Obradovich wrote, “The notion of arming more “good guys” is complicated by the fact that it’s awfully hard to weed out the bad guys.  This Kelley character reportedly beat his wife, knocked his kid in the head, abused his dog and still managed to legally purchase his firearms.”

So basically her argument is because some people slip through the cracks fewer people should own guns. That is nonsensical.

As far as Kelley is concerned, federal law already prohibited him from owning a weapon as Jacob Sullum at Reason points out.

Kelley, by contrast, showed clear signs of violent tendencies years before he opened fire on parishioners at the First Baptist Church in Sutherland Springs. As an airman in 2012, he was convicted of beating his wife and son by a general court martial, which punished him with 12 months of confinement, a reduction in rank, and a bad conduct discharge.

Under federal law, Kelley was triply disqualified from buying a gun: His assault on his wife was the equivalent of a misdemeanor involving domestic violence, his aggravated assault on his son was the equivalent of a felony, and his separation from the Air Force, since it was ordered by a general court martial, was the equivalent of a dishonorable discharge. But the Air Force did not report Kelley’s convictions to the National Crime Information Center, so they did not show up in the FBI’s background checks when he bought his weapons.
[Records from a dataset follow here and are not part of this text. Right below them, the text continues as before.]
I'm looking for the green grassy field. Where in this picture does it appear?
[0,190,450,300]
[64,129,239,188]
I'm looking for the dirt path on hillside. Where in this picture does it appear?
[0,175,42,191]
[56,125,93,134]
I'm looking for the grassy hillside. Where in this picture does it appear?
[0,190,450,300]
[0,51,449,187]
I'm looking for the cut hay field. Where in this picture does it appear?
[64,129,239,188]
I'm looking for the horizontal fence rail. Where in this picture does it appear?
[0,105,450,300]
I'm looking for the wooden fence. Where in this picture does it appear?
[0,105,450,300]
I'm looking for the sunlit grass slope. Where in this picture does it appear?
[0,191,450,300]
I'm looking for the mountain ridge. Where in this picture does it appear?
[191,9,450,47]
Regarding Kelley, existing gun laws and the system failed us. So the response is to discourage law-abiding citizens from purchasing more weapons?
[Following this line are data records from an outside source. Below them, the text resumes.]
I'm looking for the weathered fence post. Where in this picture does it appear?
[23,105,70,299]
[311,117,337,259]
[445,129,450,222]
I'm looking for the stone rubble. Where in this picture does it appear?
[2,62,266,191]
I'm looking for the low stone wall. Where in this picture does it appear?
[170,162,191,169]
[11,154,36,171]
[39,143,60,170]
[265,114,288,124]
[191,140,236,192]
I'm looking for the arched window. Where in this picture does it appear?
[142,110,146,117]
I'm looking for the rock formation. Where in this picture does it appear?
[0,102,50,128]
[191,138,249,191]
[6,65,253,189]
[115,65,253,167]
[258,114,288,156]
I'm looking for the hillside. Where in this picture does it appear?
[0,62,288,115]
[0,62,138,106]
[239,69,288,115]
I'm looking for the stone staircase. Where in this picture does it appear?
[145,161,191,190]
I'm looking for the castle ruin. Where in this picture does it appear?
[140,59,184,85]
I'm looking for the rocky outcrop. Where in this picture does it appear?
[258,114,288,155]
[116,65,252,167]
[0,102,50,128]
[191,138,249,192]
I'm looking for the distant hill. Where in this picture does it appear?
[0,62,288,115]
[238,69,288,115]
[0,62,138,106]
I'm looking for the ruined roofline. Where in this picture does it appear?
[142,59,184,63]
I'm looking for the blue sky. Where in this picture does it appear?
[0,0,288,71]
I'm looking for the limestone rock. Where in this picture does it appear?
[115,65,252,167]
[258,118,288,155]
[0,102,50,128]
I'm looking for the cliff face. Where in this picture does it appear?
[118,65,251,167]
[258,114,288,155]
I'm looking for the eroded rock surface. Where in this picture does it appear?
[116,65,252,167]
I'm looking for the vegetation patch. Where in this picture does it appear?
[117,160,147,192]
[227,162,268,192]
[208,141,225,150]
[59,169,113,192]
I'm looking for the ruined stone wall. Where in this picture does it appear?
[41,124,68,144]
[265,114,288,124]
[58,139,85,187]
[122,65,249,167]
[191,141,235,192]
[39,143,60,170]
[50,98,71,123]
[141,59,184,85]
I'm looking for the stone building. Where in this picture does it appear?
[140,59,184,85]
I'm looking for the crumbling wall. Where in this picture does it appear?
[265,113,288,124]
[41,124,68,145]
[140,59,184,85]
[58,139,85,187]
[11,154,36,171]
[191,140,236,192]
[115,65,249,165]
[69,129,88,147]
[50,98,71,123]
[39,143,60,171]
5. Promoting self-protection is not selling death.

She concludes, “Guns kill far more people than they save. When the president and others use this horrific tragedy to promote ‘good guys with guns,’ what they’re really doing is selling more death.”

Let’s just look at the numbers here.

  • Pew Research Center says 3 in 10 American adults own a firearm and 4 in 10 say there is a firearm in their household. So blowing this up for comparison to CDC stats that’s 30,000 gun owners per  100,000 American adults and 40,000 live in a house with a firearm per 100,000 American adults.
  • According to the CDC mortality stats (whose latest stats are from 2014):
    • There are 3.5 firearm homicides per 100,000.
    • There are 6.7 firearm suicides per 100,000.
    • There are ten unintentional fall deaths per 100,000
    • There are 13.2 unintentional poisoning deaths per 100,000.
    • There are 10.6 unintentional traffic deaths per 100,000.
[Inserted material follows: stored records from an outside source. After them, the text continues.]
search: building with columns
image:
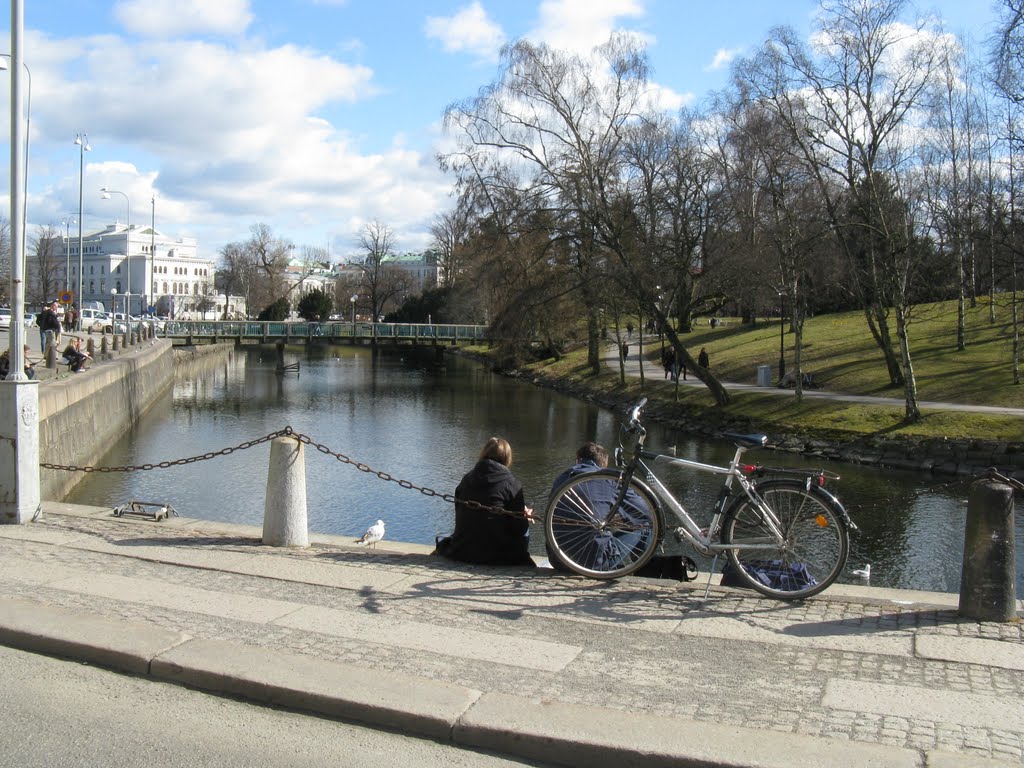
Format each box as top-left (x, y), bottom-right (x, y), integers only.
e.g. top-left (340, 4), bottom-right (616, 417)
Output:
top-left (60, 222), bottom-right (217, 316)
By Obradovich’s logic, we should also discourage people from being around heights, chemicals, and cars as well.

Conclusion:

People have a God-given right to self-defense, and the 2nd Amendment protects that right. While gun ownership is not the only solution to gun homicide prevention, it is part of the solution. The recent shootings in Las Vegas, New York City, and in Texas have shown us that current gun control laws and proposed gun control measures would not have prevented those shootings. When federal law could have helped, it failed.

Obradovich, in her piece, did not offer any solutions only complaints, assumptions, and snark.